Já a especialista sênior em políticas públicas do Observatório do Clima e ex-presidente do Ibama Suely Araújo avalia que o Cnal “sempre foi deixado de lado e nunca teve força no atual governo”.
“Mesmo se fosse tratado com mais atenção, a tendência do conselho é reproduzir as diretrizes do atual governo, emanadas pelo próprio presidente da República. Isso significa, colocar em prática uma visão arcaica de crescimento econômico, que não entende o valor da proteção ambiental e opta por priorizar empreendimentos degradadores”, analisa Araújo.

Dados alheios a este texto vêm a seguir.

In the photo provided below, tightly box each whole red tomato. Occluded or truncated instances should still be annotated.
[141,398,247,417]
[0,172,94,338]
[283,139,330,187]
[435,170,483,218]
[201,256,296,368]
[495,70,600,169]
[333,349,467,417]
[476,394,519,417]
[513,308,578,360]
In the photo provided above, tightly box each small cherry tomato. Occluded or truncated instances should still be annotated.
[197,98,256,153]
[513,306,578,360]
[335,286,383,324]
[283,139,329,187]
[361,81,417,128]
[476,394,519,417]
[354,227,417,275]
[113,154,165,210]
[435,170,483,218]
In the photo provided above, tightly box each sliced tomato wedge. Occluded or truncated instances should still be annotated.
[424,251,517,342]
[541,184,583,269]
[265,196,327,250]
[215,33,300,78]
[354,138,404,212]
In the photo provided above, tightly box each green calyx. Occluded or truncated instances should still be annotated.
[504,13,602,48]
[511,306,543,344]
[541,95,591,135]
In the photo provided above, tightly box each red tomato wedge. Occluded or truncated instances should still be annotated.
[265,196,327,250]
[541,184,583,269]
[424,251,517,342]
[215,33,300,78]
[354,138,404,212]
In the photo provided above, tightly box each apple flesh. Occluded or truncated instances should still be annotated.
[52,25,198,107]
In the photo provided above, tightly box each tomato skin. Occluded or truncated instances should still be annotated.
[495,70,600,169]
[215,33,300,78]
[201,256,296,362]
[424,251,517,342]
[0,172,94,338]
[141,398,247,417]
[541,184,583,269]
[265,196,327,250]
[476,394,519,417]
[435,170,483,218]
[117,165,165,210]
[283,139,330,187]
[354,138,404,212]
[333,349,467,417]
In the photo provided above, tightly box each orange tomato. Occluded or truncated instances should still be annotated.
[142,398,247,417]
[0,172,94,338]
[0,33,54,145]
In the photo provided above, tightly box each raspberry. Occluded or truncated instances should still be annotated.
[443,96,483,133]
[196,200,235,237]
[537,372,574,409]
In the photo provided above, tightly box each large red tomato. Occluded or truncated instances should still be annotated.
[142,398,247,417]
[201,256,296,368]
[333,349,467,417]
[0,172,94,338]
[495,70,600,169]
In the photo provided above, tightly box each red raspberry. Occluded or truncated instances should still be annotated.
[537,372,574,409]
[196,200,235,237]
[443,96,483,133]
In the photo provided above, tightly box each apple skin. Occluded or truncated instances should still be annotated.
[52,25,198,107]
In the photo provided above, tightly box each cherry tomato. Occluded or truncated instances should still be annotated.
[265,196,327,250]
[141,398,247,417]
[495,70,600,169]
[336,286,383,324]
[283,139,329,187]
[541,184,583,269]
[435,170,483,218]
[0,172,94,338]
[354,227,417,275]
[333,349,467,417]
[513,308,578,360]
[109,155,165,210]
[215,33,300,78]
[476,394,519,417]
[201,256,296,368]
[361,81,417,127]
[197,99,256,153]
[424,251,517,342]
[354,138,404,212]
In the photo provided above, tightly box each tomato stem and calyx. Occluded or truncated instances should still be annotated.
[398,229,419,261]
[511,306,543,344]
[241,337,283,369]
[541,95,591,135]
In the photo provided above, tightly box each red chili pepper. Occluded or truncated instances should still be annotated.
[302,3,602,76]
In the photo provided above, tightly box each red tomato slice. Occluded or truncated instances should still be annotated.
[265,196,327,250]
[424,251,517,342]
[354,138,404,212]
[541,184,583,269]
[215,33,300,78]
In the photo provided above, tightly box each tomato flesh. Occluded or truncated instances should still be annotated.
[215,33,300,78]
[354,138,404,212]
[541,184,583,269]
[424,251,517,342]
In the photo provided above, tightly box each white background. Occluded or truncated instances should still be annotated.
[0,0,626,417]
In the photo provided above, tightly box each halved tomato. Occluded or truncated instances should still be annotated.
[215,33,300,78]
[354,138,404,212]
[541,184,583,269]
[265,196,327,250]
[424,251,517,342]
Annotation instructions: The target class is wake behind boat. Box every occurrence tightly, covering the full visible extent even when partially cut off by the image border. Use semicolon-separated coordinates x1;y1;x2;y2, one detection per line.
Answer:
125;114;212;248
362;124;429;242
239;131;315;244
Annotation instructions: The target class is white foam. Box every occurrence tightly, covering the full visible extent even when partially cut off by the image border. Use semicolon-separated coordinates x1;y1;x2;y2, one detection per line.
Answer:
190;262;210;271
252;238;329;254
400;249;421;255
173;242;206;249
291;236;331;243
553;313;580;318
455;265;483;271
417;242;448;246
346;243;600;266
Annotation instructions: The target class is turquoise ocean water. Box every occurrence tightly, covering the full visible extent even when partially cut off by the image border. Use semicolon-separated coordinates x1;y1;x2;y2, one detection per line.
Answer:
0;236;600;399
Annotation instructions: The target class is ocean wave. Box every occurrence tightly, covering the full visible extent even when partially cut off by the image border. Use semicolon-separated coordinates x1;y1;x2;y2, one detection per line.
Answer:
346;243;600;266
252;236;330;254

Suely também explica que o conselho “jamais deveria se imiscuir nas atividades de fiscalização”. “As Forças Armadas podem ajudar os órgãos ambientais em algumas operações, jamais coordenar a fiscalização ambiental, nem na Amazônia, nem em outros biomas”, afirma a especialista.
Rodolfo Tamahana, professor e especialista em ciências políticas do Ibmec de Brasília, lista três fatores que podem dificultar o andamento do Cnal. Ele também considera que o fato de ser ano eleitoral reduz a preocupação do governo com a área: “Em ano eleitoral, se a cabeça já não era voltada para esse tema, ele deixa ainda mais de ser preocupação”.
De acordo com o professor, a relação do presidente do conselho com o restante do governo tem influência nas ações, já que se “estaria dando visibilidade para o vice-presidente, que agora irá se candidatar a senador”.
“A gente tem que considerar que quem está na liderança do Cnal é o vice-presidente Hamilton Mourão. A relação dele com o presidente e, em consequência, com os ministros, é conturbada desde o início do governo. Então existe um não estímulo”, opina sobre o primeiro dos fatores.
Ele avalia que o governo “não tem traquejo na área” e mesmo quando faz algo positivo, “não consegue transmitir isso”. Ele pondera, contudo, que apesar de ser uma pauta com “pleito internacional”, a pressão sob o Brasil não se justifica em algumas ocasiões.
“A Amazônia demanda um investimento público e uma presença muito grande do governo. Vários fatores como orçamento curto, complexidade, falta do contingente de pessoas e etc, acabam impactando para que a questão da Amazônia continue sendo um desafio”, finaliza o especialista.